A brief examination of the example data is below. Particular attention should be paid to variable classes.
data(Birthwt)
names(Birthwt)
## [1] "X" "bwt" "low" "group"
class(Birthwt$X)
## [1] "matrix"
class(Birthwt$group)
## [1] "factor"
head(Birthwt$X) %>% round(3)
## age1 age2 age3 lwt1 lwt2 lwt3 white black smoke ptl1
## [1,] -0.058 0.011 0.030 0.124 -0.021 -0.131 0 1 0 0
## [2,] 0.134 0.055 -0.097 0.060 -0.069 -0.033 0 0 0 0
## [3,] -0.045 -0.009 0.045 -0.059 0.037 0.005 1 0 1 0
## [4,] -0.031 -0.026 0.052 -0.052 0.024 0.019 1 0 1 0
## [5,] -0.072 0.035 0.005 -0.054 0.028 0.015 1 0 1 0
## [6,] -0.031 -0.026 0.052 -0.014 -0.033 0.050 0 0 0 0
## ptl2m ht ui ftv1 ftv2 ftv3m
## [1,] 0 0 1 0 0 0
## [2,] 0 0 0 0 0 1
## [3,] 0 0 0 1 0 0
## [4,] 0 0 1 0 1 0
## [5,] 0 0 1 0 0 0
## [6,] 0 0 0 0 0 0
Birthwt$group
## [1] age age age lwt lwt lwt race race smoke ptl ptl
## [12] ht ui ftv ftv ftv
## Levels: age lwt race smoke ptl ht ui ftv
Next we’ll fit a regression for birthweight as a response and the grouped variables as predictors.
X <- Birthwt$X
group <- Birthwt$group
y <- Birthwt$bwt
fit_lasso <- grpreg(X, y, group, penalty="grLasso")
fit_MCP <- grpreg(X, y, group, penalty="grMCP")
fit_SCAD <- grpreg(X, y, group, penalty="grSCAD")
par(mfrow = c(1,3))
plot(fit_lasso)
plot(fit_MCP)
plot(fit_SCAD)
par(mfrow = c(1,1))
Examining coefficients at a few choices of the tuning parameter is also informative.
fit_MCP$beta[,c(5,10,70)]
## 0.1423 0.0894 3e-04
## (Intercept) 2.9847260 3.028699341 3.04928708
## age1 0.0000000 0.000000000 -0.09001391
## age2 0.0000000 0.000000000 1.59194313
## age3 0.0000000 0.000000000 0.90987958
## lwt1 0.0000000 0.000000000 1.93659352
## lwt2 0.0000000 0.000000000 0.07143946
## lwt3 0.0000000 0.000000000 1.38307317
## white 0.0000000 0.155192524 0.29586905
## black 0.0000000 -0.030621984 -0.15814094
## smoke 0.0000000 -0.187487961 -0.28375954
## ptl1 0.0000000 -0.028264345 -0.29196459
## ptl2m 0.0000000 0.007203366 0.23117756
## ht 0.0000000 -0.178464664 -0.56812596
## ui -0.2709362 -0.476738463 -0.48195970
## ftv1 0.0000000 0.000000000 0.08821129
## ftv2 0.0000000 0.000000000 0.02498277
## ftv3m 0.0000000 0.000000000 -0.17039698
The grpreg
package has two approaches for choosing the tuning parameter: selection using an information criterion and cross validation. The code below briefly compares these approaches using a Lasso penalty.

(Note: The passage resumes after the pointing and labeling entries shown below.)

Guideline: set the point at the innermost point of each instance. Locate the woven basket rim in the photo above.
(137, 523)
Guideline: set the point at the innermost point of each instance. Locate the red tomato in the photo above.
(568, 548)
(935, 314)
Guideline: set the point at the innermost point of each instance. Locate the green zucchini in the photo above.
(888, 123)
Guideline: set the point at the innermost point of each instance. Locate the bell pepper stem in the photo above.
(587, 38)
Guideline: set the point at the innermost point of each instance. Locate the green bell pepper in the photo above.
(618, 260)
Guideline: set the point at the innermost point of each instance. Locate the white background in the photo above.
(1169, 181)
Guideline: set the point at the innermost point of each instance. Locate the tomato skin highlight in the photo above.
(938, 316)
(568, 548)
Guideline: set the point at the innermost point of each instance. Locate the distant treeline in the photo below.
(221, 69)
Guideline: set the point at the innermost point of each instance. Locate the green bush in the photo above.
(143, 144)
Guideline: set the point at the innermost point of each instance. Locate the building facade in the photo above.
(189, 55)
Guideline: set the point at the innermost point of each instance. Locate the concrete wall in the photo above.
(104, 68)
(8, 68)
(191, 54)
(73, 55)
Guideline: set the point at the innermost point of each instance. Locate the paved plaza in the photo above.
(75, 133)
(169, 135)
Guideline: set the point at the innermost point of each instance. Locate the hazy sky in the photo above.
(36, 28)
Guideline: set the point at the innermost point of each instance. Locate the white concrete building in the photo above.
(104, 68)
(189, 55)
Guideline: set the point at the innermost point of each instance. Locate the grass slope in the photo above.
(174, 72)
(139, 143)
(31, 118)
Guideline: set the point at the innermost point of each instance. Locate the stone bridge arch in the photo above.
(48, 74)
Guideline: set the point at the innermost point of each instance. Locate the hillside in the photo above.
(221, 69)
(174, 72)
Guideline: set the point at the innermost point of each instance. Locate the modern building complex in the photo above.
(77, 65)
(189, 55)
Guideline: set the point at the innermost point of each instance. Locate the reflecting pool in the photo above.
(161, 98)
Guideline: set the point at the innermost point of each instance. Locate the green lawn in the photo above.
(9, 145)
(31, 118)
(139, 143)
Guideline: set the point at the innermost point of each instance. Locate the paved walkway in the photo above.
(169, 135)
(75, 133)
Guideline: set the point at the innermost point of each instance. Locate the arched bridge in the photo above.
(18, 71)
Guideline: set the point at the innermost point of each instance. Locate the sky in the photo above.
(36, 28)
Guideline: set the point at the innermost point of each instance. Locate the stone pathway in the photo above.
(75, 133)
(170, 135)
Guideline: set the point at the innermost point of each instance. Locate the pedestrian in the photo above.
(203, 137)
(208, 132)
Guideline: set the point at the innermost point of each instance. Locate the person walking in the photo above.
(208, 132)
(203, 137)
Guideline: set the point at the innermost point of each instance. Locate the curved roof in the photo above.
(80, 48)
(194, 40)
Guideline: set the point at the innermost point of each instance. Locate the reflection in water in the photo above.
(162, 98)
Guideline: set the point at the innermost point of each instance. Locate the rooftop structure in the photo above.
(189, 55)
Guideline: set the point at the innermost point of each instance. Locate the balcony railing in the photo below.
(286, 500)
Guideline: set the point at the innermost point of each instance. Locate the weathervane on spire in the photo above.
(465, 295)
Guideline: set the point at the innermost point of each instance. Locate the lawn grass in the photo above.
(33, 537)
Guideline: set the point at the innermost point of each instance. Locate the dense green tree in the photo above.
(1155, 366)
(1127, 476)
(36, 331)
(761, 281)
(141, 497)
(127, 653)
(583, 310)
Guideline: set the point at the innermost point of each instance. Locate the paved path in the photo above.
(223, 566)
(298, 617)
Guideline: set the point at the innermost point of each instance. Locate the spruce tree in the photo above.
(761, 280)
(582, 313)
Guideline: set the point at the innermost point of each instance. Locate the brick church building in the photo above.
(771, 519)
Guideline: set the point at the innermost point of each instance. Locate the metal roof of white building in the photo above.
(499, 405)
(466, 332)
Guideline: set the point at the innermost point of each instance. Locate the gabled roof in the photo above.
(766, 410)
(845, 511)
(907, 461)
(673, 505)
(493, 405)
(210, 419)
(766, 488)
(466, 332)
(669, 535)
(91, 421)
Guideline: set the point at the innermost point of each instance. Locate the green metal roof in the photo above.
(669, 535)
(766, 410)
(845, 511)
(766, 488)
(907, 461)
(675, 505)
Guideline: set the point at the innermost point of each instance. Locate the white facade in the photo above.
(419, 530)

coef_BIC = grpreg::select(fit_lasso, "BIC")$beta
coef_AIC = grpreg::select(fit_lasso, "AIC")$beta
fit_cv = cv.grpreg(X, y, group, penalty = "grLasso", seed = 1)

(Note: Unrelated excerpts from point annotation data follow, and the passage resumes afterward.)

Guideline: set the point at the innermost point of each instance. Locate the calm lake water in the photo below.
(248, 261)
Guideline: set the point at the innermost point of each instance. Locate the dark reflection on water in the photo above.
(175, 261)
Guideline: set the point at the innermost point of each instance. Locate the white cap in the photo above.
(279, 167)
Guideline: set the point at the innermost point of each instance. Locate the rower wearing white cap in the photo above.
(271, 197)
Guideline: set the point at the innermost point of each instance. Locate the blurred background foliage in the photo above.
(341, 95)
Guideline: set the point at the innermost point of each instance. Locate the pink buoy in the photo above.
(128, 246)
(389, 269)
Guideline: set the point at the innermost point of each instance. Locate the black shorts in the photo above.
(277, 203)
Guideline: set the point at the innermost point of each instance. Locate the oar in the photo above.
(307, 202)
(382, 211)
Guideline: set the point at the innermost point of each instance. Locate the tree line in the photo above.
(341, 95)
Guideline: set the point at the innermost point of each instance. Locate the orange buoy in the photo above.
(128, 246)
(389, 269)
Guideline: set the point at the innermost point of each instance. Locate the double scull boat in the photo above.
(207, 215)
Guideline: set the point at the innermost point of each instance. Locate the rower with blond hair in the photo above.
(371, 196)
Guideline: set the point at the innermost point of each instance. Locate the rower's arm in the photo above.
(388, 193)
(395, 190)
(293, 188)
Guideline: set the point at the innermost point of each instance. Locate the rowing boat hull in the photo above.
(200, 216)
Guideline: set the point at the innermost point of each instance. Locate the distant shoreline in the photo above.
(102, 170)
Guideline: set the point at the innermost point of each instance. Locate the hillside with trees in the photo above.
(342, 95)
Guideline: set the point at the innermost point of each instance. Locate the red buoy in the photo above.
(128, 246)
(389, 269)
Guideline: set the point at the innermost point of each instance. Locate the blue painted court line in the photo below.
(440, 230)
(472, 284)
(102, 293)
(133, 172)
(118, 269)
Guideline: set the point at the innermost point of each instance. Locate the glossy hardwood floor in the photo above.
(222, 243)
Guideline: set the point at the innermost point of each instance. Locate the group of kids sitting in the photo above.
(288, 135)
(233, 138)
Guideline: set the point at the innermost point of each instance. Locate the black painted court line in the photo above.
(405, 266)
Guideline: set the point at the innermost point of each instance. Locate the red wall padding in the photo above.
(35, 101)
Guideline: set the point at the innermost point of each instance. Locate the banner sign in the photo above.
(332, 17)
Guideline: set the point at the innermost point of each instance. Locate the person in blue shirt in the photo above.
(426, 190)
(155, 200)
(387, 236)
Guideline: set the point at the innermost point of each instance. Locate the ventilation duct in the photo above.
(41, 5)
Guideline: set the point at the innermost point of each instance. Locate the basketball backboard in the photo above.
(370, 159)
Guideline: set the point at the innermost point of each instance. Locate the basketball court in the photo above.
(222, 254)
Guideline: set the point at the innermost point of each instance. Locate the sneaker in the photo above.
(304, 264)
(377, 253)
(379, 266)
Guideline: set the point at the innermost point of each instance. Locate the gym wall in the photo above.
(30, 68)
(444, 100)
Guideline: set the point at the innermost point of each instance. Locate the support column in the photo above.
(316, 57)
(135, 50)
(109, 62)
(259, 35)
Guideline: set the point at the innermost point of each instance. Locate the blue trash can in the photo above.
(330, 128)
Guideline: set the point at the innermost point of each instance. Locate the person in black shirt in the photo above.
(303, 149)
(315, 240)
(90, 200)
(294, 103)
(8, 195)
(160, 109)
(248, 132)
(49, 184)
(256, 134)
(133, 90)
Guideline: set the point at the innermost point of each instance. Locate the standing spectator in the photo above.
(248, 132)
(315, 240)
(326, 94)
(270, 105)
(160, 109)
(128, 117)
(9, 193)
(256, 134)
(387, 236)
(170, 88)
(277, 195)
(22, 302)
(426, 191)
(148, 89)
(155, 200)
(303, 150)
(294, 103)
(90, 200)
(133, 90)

coef_CV = fit_cv$fit$beta[,fit_cv$min]
cbind(coef_BIC, coef_AIC, coef_CV)
## coef_BIC coef_AIC coef_CV
## (Intercept) 3.02538346 3.03741741 3.03741741
## age1 0.12939932 0.10916651 0.10916651
## age2 0.51412019 1.06086870 1.06086870
## age3 0.30721680 0.63752807 0.63752807
## lwt1 0.62866631 1.24964955 1.24964955
## lwt2 -0.15130777 -0.11980997 -0.11980997
## lwt3 0.49392658 0.94294413 0.94294413
## white 0.16770938 0.23783089 0.23783089
## black -0.05346525 -0.09790261 -0.09790261
## smoke -0.17439310 -0.23338665 -0.23338665
## ptl1 -0.15787913 -0.23510414 -0.23510414
## ptl2m 0.04441185 0.12112364 0.12112364
## ht -0.26668574 -0.41917167 -0.41917167
## ui -0.36973323 -0.42380726 -0.42380726
## ftv1 0.00000000 0.02974538 0.02974538
## ftv2 0.00000000 0.01099763 0.01099763
## ftv3m 0.00000000 -0.03967641 -0.03967641
Next we’ll take a few minutes for some independent coding. Using the DTI dataset, create predictors based on averaging across profiles. Grouping these within tracts (or within modalities), use these as predictors of pasat or case.